A,horizontial,force,of,40N,actingon,a,block,of,frictionless,level,surface,produces,an,acceleration,of,2.5m/s^2.A,second,block,with,a,mass,of,4.0kg,is,dropped,onto,the,first,.What,is,the,magnitude,of,acceleration,of,the,combination,of,blocks,if,the,same,force,continues,to,act?,(assume,that,the,second,block,does,not,slide,on,the,first,block.)
Would it be asking to much for you to use spaces instead of commas between words?
Get the mass M1 of the first block from
F = 40 N = M1* 2.5 m/s^2
M1 = 16 kg
Dropping the second block on top increases total mass to 20 kg.
With the same force acting, acceleration is reduced by a factor 16/20 = 0.8
To find the magnitude of acceleration of the combination of blocks, we need to consider the net force acting on the system.
First, let's calculate the mass of the first block. Since we are given the net force and the acceleration of the first block, we can use Newton's second law:
Force = mass * acceleration
40N = mass * 2.5m/s^2
Rearranging the equation to solve for mass, we have:
mass = 40N / 2.5m/s^2 = 16 kg
Since the net force acts on both blocks together, we can assume that the force is also acting on the second block.
Next, we calculate the net force on the system. Since the second block is dropped onto the first block, there is an increase in mass but no additional force is applied. Therefore, the net force acting on the system remains 40N.

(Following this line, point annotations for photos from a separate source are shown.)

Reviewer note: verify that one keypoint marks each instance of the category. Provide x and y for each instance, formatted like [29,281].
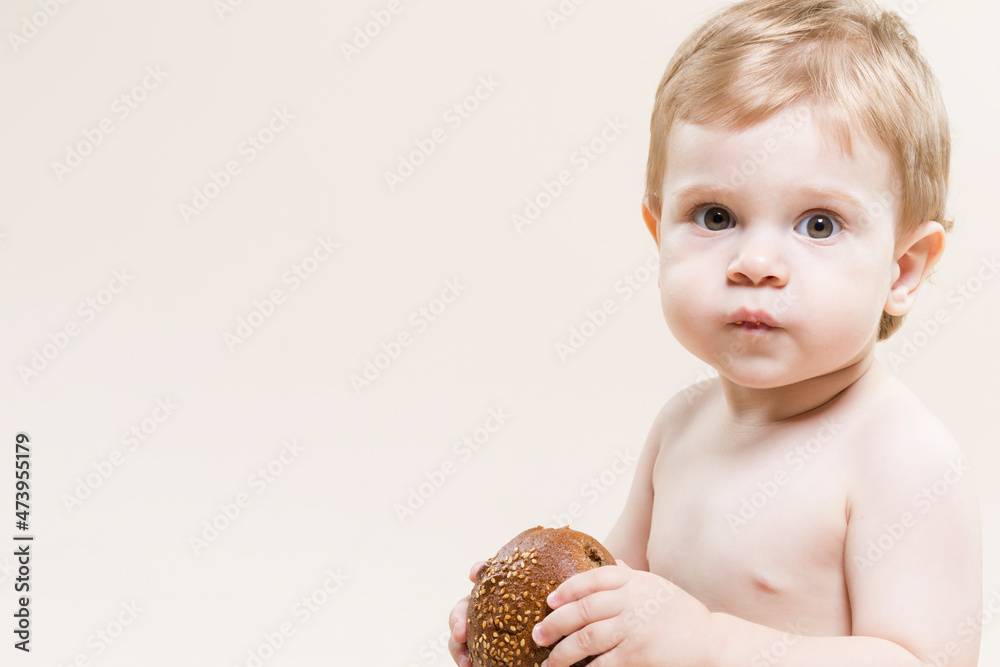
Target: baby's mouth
[752,325]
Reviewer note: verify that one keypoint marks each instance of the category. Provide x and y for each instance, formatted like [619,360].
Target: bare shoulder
[900,446]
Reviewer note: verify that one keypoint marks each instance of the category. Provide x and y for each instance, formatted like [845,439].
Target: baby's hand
[631,616]
[456,621]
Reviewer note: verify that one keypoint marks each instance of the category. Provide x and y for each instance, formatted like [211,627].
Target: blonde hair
[855,63]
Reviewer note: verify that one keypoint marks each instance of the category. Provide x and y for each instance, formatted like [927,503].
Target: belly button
[763,583]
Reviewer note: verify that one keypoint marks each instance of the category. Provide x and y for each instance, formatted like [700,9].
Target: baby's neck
[753,408]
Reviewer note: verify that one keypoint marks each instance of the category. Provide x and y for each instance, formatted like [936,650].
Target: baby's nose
[758,261]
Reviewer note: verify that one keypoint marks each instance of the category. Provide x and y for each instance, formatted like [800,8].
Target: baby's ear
[651,214]
[916,258]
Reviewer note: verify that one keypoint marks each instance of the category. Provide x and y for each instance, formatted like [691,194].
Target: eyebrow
[712,190]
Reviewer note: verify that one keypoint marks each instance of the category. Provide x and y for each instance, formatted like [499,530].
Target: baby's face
[775,224]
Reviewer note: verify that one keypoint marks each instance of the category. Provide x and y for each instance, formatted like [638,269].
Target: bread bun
[508,598]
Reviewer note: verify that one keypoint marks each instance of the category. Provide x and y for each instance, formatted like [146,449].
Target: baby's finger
[583,584]
[459,653]
[575,616]
[596,639]
[474,570]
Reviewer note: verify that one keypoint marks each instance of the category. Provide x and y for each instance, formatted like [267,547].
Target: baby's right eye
[714,218]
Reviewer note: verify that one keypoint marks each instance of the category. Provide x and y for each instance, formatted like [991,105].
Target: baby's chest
[762,534]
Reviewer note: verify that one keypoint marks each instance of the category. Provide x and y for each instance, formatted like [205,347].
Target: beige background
[333,507]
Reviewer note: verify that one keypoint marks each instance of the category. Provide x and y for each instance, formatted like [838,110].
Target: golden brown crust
[508,598]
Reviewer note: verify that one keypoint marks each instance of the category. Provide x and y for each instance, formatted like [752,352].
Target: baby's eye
[818,226]
[714,218]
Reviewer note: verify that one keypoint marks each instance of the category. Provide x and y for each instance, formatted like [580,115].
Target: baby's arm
[913,567]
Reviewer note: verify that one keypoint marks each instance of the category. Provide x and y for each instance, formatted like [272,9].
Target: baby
[802,507]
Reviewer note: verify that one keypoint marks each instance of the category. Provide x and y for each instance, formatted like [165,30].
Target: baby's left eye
[818,226]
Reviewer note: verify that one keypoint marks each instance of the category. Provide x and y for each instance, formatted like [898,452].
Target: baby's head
[851,65]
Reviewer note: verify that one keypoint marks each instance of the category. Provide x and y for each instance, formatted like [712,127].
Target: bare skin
[803,506]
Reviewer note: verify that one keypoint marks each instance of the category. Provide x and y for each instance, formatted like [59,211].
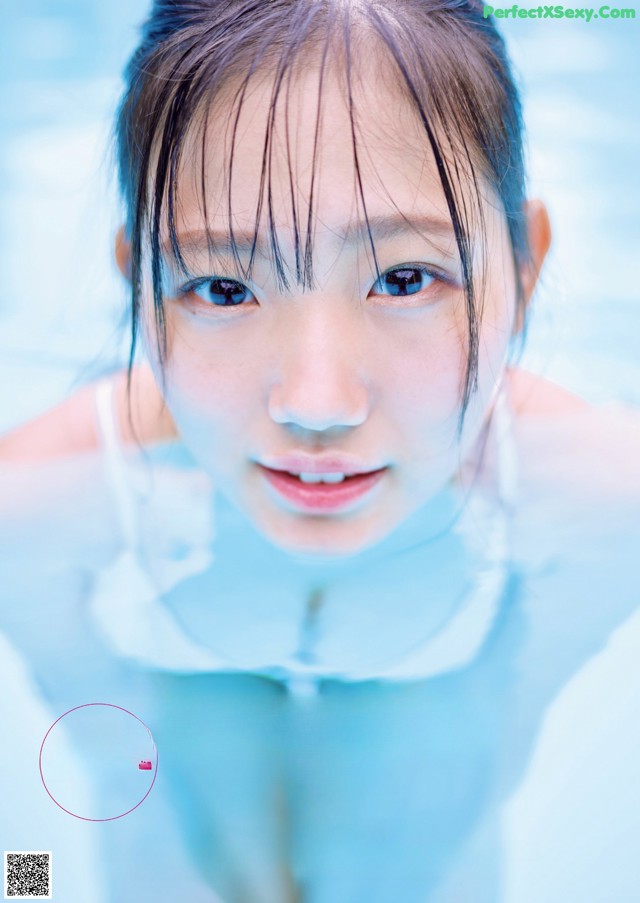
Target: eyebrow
[383,228]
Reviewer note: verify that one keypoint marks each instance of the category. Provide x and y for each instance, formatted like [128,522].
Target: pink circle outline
[84,706]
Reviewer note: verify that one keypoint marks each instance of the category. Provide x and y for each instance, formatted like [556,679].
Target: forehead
[296,158]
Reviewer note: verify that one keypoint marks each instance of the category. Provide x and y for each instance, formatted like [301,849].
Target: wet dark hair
[449,61]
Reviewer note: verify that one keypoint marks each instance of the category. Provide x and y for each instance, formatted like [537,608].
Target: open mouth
[322,492]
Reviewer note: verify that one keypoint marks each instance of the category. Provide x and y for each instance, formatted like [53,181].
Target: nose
[320,386]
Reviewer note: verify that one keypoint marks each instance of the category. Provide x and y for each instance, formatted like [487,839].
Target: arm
[70,428]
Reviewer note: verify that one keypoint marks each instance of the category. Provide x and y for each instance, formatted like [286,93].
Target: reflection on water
[372,794]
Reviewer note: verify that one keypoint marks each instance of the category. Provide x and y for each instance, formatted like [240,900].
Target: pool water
[561,655]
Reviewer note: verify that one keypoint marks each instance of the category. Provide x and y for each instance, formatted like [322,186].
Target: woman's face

To find the total mass of the combined system, we add the mass of both blocks:
Total mass = mass of the first block + mass of the second block
Total mass = 16kg + 4.0kg = 20kg
Now, we can use Newton's second law again to find the acceleration of the combination of blocks:
Force = mass * acceleration
40N = 20kg * acceleration
Rearranging the equation to solve for acceleration, we have:
acceleration = 40N / 20kg = 2.0 m/s^2
Therefore, the magnitude of acceleration of the combination of blocks when the same force continues to act is 2.0 m/s^2.